Regardez ce que vous devez acheter pour que les autres vous
voient et faites tout plein d’autres ‘’images-de-vous-même’’ :
« Regâaardez-moi… !
Adorrrrez-moi… »
Je pourrais être une bimbo quelconque aux gros nichons, qui
fait le buzz planétaire parce que j’ai foutu une photo du cul de son chien sur
Instagram.
Je suis beau ! Mais je suis aussi intelligent et sensible.
Les belles images avec les belles paroles, les belles pensées, que j’affiche
(électroniquement) un peu partout en témoignent.
Je n’ai plus à réfléchir ; même pas à comprendre. Juste
savoir faire des recherches, savoir encore lire, un peu, et trouver le
‘’bouton’’ « Partager ».
L’informatique me permet de modifier n’importe quelle image.
On s’en fout des détails. Mais je peux photographier une maison, lui donner un
décor lunaire avec un ‘’levé de Terre’’ et mettre des pin-up Pirelli sur le perron en faisant
‘’causer’’ le chat siamois qui garde l’ide.
Je peux faire tout cela avec quelques connaissances
informatiques, mais serais-je capable de le dessiner, de le créer de toute
pièce, de le faire naître sous la mine de mon crayon gris ?
Nous sommes capable de ‘’reproduire’’ un amas de traits qui
ressemblera vaguement à quelque chose, une chose à laquelle nous donnerons un
nom. Mais nous ne sommes plus vraiment capable de créer quelque chose qui
sortirait tout droit de notre imaginaire.
Notre créativité est formatée par des règles et des dogmes
auxquels il ne faut pas toucher. Mais avant cela, les multiples écrans des
multimédias qui cernent l’enfant de toutes parts ont aussi leur part de
responsabilité dans l’annihilation de l’esprit créatif humain.

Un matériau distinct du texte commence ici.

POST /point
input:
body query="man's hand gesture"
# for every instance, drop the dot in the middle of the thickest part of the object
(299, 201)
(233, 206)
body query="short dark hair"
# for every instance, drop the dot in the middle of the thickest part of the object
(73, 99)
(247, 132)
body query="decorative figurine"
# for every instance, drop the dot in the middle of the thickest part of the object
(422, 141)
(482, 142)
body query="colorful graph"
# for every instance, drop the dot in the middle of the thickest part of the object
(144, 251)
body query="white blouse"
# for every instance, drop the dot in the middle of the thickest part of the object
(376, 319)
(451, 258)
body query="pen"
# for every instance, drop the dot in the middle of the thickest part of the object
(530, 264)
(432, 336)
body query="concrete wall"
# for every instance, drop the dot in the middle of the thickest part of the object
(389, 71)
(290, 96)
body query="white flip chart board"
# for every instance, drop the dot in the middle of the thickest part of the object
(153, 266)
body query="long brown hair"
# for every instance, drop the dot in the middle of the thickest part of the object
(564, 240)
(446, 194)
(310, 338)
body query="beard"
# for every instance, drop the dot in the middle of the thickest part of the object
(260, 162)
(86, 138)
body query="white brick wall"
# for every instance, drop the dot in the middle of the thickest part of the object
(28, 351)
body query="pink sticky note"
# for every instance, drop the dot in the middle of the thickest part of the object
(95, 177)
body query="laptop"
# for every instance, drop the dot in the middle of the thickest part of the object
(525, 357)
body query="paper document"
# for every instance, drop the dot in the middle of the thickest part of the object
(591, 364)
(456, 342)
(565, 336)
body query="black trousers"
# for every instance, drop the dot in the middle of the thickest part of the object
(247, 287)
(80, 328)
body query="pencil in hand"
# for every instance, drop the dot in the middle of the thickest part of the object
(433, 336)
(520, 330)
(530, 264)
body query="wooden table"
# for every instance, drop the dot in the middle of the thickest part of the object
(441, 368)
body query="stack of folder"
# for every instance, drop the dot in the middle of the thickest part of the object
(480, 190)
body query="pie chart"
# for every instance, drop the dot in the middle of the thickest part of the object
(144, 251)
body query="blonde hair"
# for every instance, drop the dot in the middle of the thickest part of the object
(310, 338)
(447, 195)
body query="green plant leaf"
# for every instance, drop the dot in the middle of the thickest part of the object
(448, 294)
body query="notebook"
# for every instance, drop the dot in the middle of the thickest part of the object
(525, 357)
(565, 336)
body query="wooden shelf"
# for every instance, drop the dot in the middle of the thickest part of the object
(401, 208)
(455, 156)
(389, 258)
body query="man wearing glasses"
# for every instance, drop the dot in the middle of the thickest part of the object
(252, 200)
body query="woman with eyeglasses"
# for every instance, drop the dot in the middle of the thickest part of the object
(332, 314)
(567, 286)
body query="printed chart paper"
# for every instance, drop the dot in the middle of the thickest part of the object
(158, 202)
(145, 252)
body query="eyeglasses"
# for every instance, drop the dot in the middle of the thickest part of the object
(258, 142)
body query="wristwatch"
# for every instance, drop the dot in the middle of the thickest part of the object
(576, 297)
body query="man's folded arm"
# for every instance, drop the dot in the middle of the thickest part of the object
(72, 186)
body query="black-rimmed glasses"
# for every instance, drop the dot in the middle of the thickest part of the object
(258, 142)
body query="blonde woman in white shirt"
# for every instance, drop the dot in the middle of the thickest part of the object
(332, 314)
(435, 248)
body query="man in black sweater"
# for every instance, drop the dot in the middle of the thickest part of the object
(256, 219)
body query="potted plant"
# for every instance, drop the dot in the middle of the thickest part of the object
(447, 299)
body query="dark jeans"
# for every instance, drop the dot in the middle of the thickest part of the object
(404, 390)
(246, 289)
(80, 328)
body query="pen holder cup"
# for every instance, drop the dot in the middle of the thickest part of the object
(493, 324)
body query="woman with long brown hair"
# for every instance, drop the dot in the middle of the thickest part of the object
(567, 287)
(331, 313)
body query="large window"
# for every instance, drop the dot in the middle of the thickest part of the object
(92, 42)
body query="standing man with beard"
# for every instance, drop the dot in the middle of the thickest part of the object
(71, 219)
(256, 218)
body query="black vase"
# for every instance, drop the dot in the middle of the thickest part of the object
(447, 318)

Voyez les dessins des enfants, à la rentrée de leur toute
première classe, voire la deuxième, puis comparez les. Vous trouverez, sans
trop de difficultés, les enfants qui ne passent pas leur temps avec un écran et
qui ont la chance que leurs parents racontent une histoire avant le ‘’dodo’’.
Une étude, assez récente et dont je en trouve plus la
référence, affirmait que l’esprit du spectateur adulte, qui se retrouve
entraîné dans une débauche d’effets spéciaux cinématographiques, réagissait de
manière identique à l’esprit d’un nourrisson, de quelques mois à peine, qui
commence à découvrir visuellement son ‘’monde’’.
L'étude démontrait que les enchaînements
successifs d’images colorées, auxquelles vous incorporez quelques flashes
lumineux, soutenus par une mélodie dont vous faites varier le l’intensité
musicale et sonore, ont quelque chose d’envoûtant, d’hypnotique.
Nos esprits, et l’esprit de nos enfants, n’ont plus besoin
de créer les images fantasmagoriques qui vont avec les histoires que
racontaient nos arrières grands-parents. Les contes modernisés s’en chargeront
avant qu’Hollywood et les médias ne prennent le relais.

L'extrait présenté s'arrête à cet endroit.